Michellene Davis, an executive vice president at RWJBarnabas Health — and someone who has lost two family members to colon cancer — agreed. She said the numbers are overwhelming.
Colorectal cancer is the third-most-common cancer in both men and women in the U.S. and the second-most-common cause of cancer-related death, she said. And African Americans, she said, bear a disproportionate burden, with an incidence of CRC that is more than 20% higher than in whites and an even larger difference in mortality.
“African Americans are more often diagnosed with CRC at an earlier age and with more advanced disease,” she said.
This is where change can come.
Medical guidelines have long established screening at an age based on the majority culture. However, clearly the incidence and mortality rates require screening at an earlier age than 45 or 50 for the Black community, Davis said.
“African Americans are often found to have advanced tumors and advanced cancer when screened at the CDC recommended age range,” she said. “Health care must change this. This disease progresses rapidly in our system and, too often, physicians who are ignorant to this disparity fail to diagnose and treat us early enough.”
Davis said members of the African American community — particularly those with a family history — should demand screening far earlier, as soon their late 30s and early 40s.
“It is my hope that that we will take Mr. Boseman’s passing as a mandate to engage in self-care as a revolutionary act and encourage our insistence on being screened,” she said. “Health care disparities continue to highlight the failures of a health system which has not been designed to address the rich uniqueness of different demographics.”
John Harmon, the founder and head of the African American Chamber of Commerce in New Jersey, was distressed that someone so important in the Black community was lost so soon.
Harmon praised Boseman for his persevering for four years with the disease — even filming “Black Panther” while undergoing treatment. Harmon feels Boseman represents a toughness in the Black community some may not understand.
“The spirit and resolve of Mr. Boseman is reflected in the personalities of most Blacks in America,” he said. “Our inherent ability to exemplify our best, notwithstanding our circumstances and internal turmoil that we, our family or brothers and sisters are experiencing daily, is what we are about.”
The ability to overcome that — and make such a difference — is something Boseman should be remembered for, Harmon said.
“Mr. Boseman’s early departure from this world underscores the significance of life and why we as a collective must be more focused on having a purposeful existence,” he said. “His body of work, including his volunteerism and making time to share words of inspiration to future leaders during commencement programs and social interactions will never be forgotten.
“The dash between Mr. Boseman’s birth and departure from this world speaks to a legacy that will serve as motivation for some to believe that the perceived impossibilities are attainable.”
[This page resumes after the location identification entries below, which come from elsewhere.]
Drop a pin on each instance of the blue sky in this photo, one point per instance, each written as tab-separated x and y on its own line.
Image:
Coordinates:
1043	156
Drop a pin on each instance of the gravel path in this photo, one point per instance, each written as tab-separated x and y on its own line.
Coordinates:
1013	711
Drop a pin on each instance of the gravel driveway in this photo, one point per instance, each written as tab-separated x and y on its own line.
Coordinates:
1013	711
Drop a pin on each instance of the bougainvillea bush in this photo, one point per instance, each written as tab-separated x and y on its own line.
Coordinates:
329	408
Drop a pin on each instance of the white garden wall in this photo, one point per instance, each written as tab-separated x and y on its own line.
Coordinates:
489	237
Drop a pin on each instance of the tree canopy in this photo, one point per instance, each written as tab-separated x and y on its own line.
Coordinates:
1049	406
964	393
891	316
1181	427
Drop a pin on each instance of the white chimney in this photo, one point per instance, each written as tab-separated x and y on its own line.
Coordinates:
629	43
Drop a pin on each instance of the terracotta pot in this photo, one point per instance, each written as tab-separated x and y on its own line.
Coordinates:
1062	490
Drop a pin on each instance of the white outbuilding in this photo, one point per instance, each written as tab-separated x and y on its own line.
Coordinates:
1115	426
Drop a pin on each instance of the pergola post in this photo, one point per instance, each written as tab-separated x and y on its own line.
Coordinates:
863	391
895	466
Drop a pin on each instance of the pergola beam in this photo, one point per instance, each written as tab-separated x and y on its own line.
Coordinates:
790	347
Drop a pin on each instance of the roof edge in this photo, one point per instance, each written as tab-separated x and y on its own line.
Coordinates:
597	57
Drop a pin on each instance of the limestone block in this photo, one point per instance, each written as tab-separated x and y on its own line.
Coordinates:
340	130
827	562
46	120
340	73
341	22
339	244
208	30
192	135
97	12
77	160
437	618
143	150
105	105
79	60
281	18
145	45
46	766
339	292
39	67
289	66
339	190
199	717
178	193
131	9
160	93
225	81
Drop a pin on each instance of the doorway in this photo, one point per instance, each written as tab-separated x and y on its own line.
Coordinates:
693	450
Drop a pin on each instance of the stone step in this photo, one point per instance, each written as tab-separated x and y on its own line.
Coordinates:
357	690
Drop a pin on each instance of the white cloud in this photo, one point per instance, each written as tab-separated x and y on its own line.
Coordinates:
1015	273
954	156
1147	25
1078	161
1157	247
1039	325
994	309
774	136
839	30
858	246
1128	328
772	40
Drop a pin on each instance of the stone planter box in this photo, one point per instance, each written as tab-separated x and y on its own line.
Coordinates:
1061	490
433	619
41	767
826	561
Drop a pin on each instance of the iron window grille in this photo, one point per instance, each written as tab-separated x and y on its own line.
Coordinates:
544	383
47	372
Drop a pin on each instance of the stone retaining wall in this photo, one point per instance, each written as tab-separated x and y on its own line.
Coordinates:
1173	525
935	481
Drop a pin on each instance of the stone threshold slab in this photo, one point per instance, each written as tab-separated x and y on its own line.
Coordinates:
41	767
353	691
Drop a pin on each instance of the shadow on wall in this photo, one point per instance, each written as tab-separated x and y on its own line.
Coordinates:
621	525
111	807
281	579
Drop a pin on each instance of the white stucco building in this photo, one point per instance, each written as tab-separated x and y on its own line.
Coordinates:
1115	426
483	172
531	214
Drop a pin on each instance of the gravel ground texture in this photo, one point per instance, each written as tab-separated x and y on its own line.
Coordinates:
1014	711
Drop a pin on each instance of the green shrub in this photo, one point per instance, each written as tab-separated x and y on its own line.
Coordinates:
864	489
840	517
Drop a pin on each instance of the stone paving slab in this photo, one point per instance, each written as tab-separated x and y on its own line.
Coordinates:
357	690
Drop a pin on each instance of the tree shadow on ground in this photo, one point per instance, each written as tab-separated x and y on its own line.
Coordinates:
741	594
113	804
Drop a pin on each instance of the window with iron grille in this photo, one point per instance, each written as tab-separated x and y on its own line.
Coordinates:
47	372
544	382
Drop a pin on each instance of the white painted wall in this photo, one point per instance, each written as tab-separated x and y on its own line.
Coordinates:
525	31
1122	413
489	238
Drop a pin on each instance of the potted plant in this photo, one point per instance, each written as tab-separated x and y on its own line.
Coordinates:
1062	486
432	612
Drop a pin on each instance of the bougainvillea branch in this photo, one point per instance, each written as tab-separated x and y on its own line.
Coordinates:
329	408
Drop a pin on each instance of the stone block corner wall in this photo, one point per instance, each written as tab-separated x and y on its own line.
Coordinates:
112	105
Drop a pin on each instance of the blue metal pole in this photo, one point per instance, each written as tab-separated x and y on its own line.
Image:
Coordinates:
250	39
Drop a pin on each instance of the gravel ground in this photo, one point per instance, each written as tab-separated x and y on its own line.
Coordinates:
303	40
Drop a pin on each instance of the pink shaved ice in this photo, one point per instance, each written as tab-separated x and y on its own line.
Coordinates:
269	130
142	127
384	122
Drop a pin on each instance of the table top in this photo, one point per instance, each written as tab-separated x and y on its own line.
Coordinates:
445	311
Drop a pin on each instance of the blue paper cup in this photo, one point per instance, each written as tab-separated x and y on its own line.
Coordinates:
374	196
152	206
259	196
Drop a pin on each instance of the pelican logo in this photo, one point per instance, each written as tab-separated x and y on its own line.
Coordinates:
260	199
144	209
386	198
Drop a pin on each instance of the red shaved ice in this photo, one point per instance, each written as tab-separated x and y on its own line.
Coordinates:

That Boseman passed so young — and from a disease that possible could have been treated had it been caught earlier — speaks to the bigger point. One Harmon is quick to make.
“Today’s environment has exposed a host of inequities, particularly those that adversely impact the lives of Black people; health, wealth, education, opportunity and relevance as a meaningful demographic in New Jersey and the United States,” he said.
Changing that could be the ultimate legacy of Chadwick Boseman.